No sé si te ha pasado que cuando te sientes triste, cuando debes tomar una decisión o te metiste en un problema y debes ver una forma de repararlo buscas un momento a solas, no quieres que nadie te interrumpa, distraiga, etc.

Deseas y buscas un lugar tranquilo, secreto, en el que nadie te pueda perturbar con preguntas o te juzgue. Y es que incluso cuando estamos mal, sólo damos paso a nuestro mejor amigo (a), la persona que conoce casi todo de nosotros, para tener un momento de charla y buscamos un lugar reservado para confiarle lo que nos pasa. Cuánta más confianza te puede inspirar alguien que conoce todo de ti y escudriña tu corazón y te ama a pesar de todo.

Dios mismo te dice que busques ese lugar en tu vida cotidiana, si bien es hermoso compartir  nuestros días con la familia, amigos, compañeros, etc. Siempre es bueno tener un tiempo para ti, donde puedas reflexionar, donde sólo Dios y tú estén presentes, Él es tan empático que sufrió y pasó mucho más de lo que estás atravesando y es capaz de escucharte, acompañarte en silencio para que puedas desahogarte y también puedas abrir tu corazón, Él puede consolarte, darte una respuesta, una salida y animarte.

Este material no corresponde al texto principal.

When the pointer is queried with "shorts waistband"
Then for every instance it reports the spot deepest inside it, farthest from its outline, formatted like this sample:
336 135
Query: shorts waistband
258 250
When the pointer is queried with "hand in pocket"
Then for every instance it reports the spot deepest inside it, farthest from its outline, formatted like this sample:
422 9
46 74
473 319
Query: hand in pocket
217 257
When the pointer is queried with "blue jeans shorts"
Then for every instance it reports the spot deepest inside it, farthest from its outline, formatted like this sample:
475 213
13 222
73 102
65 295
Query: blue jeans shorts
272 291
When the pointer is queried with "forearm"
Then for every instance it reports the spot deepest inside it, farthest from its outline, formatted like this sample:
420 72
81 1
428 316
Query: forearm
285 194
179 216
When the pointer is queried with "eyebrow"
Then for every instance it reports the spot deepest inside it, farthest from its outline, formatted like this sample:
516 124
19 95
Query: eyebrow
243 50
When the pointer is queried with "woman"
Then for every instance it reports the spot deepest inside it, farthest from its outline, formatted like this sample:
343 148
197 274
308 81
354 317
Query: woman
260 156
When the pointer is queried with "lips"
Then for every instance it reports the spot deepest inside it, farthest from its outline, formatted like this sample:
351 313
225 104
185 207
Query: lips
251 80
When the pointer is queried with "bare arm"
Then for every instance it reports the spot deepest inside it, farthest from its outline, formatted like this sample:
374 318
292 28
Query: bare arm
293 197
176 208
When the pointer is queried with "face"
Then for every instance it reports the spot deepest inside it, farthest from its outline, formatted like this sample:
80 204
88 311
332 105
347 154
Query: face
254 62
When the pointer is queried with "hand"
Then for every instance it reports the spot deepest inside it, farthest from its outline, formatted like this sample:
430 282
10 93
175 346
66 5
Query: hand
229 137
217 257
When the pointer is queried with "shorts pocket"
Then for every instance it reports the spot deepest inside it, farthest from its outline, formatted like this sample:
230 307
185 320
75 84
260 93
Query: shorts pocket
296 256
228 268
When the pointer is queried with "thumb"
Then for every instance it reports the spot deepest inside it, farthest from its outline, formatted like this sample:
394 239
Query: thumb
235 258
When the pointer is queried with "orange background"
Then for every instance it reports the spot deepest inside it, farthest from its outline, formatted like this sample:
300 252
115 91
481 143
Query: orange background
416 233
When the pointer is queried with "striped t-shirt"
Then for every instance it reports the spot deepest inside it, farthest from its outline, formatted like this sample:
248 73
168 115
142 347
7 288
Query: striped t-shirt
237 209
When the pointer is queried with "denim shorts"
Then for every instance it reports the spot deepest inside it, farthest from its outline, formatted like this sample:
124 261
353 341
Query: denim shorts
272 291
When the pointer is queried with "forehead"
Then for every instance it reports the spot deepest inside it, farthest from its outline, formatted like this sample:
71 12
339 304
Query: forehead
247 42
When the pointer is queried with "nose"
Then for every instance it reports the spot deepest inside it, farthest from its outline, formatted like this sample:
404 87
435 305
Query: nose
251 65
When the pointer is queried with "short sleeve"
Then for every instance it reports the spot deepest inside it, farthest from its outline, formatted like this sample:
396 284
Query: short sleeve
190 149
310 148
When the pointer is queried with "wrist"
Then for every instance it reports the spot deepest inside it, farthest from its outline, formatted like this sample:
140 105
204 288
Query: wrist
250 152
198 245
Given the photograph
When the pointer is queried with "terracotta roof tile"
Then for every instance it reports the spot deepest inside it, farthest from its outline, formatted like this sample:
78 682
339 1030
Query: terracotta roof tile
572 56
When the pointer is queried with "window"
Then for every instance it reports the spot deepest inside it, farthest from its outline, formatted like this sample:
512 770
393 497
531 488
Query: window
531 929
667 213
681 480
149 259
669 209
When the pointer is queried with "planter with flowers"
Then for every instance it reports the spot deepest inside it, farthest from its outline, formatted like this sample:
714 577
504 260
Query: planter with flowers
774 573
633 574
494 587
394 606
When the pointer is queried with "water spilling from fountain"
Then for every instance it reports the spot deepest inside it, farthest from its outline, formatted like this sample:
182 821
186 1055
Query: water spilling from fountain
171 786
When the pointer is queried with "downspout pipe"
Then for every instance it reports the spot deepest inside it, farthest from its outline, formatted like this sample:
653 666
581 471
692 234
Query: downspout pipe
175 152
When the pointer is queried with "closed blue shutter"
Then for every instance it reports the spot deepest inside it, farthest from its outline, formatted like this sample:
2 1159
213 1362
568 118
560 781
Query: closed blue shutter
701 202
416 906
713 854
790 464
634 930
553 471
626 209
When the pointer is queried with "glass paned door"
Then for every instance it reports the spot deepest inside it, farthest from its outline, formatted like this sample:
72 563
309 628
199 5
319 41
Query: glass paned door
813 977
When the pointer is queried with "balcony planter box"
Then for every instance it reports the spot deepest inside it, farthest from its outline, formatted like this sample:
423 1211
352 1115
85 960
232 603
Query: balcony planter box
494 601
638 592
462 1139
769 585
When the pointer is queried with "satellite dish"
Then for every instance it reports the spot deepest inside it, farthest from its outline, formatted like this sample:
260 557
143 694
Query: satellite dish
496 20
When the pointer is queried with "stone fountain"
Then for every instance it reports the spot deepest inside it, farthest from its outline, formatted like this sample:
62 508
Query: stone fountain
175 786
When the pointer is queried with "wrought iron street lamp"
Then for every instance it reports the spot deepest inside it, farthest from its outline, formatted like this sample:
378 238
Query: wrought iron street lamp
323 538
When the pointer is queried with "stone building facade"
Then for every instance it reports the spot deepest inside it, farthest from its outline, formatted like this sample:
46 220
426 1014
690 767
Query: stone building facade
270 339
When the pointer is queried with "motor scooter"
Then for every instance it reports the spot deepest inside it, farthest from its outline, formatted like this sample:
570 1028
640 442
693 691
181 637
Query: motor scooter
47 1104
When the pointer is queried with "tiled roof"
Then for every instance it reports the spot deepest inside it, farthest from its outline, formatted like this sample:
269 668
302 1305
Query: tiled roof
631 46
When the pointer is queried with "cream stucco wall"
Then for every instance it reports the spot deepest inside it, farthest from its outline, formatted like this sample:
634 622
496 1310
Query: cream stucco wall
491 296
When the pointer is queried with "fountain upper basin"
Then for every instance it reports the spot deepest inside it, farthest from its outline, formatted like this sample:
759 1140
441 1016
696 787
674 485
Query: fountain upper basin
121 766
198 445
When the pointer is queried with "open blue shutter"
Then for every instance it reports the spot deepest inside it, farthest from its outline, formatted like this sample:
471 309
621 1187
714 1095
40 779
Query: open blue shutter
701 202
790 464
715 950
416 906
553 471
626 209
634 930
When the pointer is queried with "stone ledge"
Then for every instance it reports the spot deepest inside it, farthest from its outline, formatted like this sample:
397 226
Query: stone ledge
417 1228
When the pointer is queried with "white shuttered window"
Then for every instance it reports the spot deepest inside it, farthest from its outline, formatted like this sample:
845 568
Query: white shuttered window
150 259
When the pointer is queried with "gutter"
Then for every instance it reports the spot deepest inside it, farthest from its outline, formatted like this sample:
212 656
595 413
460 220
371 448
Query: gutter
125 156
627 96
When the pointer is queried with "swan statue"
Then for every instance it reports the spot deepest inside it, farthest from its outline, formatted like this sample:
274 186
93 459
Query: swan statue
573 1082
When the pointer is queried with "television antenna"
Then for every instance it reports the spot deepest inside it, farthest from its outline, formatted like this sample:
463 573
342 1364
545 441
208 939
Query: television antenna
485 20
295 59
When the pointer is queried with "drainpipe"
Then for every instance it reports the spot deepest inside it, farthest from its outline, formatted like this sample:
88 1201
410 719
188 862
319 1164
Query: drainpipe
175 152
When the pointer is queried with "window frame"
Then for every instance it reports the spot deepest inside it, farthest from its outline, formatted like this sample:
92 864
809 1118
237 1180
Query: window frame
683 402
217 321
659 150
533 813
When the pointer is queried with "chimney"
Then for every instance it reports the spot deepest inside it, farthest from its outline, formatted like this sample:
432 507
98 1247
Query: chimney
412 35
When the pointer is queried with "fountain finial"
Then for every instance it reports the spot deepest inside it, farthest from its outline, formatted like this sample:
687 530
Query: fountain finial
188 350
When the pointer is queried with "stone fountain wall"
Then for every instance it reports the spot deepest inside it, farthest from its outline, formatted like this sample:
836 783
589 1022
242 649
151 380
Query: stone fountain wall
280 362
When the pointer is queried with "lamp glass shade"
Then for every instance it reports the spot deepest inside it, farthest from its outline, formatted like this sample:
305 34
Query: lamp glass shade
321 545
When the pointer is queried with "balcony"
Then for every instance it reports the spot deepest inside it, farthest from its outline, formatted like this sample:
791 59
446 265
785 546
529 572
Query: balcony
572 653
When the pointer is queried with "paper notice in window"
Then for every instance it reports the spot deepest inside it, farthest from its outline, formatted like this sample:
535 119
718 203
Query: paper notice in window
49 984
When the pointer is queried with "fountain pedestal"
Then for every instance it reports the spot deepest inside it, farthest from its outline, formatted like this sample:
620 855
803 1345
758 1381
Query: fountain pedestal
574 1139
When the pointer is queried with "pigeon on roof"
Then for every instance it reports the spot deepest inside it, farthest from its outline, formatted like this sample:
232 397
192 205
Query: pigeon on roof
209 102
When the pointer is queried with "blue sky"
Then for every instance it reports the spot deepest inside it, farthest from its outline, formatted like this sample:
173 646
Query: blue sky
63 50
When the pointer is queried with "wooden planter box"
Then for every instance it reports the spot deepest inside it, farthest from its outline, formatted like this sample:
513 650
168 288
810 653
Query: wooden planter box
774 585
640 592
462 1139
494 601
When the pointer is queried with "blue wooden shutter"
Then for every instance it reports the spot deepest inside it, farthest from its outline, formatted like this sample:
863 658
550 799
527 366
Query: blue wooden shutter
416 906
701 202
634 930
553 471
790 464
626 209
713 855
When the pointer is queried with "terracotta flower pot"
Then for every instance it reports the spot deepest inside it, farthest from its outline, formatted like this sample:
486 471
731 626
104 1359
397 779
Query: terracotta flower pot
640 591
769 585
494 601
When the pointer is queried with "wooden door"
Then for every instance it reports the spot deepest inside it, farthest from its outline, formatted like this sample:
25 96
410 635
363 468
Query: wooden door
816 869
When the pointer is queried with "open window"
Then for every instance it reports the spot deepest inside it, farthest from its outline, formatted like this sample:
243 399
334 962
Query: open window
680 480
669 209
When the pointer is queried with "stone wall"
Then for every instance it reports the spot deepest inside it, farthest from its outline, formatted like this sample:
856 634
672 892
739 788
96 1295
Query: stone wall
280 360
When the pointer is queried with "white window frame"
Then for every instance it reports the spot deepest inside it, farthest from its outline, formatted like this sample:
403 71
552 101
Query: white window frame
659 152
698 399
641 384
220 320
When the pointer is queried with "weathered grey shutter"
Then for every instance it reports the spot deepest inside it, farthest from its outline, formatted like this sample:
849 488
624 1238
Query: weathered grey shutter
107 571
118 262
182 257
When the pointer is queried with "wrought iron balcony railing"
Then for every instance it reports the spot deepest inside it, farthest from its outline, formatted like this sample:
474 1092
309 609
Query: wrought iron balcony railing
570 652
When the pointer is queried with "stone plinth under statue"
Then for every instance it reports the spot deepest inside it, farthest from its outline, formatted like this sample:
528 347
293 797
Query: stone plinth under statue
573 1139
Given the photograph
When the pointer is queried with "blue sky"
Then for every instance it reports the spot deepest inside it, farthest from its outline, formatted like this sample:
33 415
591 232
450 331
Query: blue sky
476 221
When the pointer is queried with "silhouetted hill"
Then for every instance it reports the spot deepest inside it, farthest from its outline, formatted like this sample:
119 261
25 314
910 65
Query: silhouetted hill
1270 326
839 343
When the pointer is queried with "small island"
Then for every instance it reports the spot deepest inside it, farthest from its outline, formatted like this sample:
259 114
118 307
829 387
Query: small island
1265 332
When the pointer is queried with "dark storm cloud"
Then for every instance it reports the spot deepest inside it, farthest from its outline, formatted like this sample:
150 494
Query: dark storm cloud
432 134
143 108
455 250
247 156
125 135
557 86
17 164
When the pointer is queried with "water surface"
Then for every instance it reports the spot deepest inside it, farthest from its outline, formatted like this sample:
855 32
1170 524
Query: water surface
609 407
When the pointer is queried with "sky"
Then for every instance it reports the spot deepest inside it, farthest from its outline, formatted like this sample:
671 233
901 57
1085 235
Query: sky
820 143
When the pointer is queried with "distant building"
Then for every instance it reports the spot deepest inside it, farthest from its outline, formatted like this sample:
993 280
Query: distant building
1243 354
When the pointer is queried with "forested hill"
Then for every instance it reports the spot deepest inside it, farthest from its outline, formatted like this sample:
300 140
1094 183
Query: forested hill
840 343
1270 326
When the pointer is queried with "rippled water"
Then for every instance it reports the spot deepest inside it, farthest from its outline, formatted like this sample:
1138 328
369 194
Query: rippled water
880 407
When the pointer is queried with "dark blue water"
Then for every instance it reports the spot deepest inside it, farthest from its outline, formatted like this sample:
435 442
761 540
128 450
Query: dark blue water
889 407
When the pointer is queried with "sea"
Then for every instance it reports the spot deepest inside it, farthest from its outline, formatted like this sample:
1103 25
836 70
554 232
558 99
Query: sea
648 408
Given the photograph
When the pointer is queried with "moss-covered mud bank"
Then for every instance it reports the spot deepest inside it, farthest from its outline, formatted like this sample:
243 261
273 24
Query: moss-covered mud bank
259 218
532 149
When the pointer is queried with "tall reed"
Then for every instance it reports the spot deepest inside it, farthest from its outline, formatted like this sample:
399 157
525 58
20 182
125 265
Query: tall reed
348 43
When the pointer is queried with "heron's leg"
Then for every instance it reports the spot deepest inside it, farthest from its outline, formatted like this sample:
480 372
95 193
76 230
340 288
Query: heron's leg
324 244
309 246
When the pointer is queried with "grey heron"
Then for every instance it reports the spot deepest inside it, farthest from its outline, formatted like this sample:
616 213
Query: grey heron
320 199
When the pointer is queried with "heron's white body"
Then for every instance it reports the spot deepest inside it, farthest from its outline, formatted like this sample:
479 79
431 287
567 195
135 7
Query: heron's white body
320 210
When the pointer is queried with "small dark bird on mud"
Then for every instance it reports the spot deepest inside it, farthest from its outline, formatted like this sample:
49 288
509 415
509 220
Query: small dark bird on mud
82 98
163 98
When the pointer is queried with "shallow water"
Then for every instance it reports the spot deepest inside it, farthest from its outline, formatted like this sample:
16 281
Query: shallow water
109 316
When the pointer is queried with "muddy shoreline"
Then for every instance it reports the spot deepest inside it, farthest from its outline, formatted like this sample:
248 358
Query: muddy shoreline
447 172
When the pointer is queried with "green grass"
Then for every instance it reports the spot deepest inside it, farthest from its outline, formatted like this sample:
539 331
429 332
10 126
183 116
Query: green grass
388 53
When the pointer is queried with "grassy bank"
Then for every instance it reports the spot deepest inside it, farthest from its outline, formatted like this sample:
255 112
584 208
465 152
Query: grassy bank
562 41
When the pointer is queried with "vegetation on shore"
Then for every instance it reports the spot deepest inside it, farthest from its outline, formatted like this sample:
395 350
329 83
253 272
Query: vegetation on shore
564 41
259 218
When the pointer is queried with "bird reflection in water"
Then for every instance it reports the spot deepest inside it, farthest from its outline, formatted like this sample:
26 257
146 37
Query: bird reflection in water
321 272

Podemos ver lo mismo en la vida de Jesús, que cuando hablaba con su Padre, buscaba ese lugar secreto y oraba: “Sin embargo, la fama de Jesús se extendía cada vez más, de modo que acudían a él multitudes para oírlo y para que los sanara de sus enfermedades. Él, por su parte, solía retirarse a lugares solitarios para orar.” Lucas 5:15-16 (NVI)

Puedes ser a cualquier hora, en cualquier momento, pero te animo a hacerlo, has un aposento en tu hogar o lugar donde permaneces la mayor parte del tiempo y busca un momento íntimo con Él, no sólo lograrás sacar lo que llevas dentro si no también respuestas, consuelo y nuevas fuerzas.

“Mas tú, cuando ores, entra en tu cuarto, y cerrada la puerta, ora a tu Padre que está en secreto; y tu Padre que ve en lo secreto te recompensará en público.” Mateo 6:6 (RV-1960)

Busca ese lugar secreto, Dios está listo para tener un hermoso momento contigo.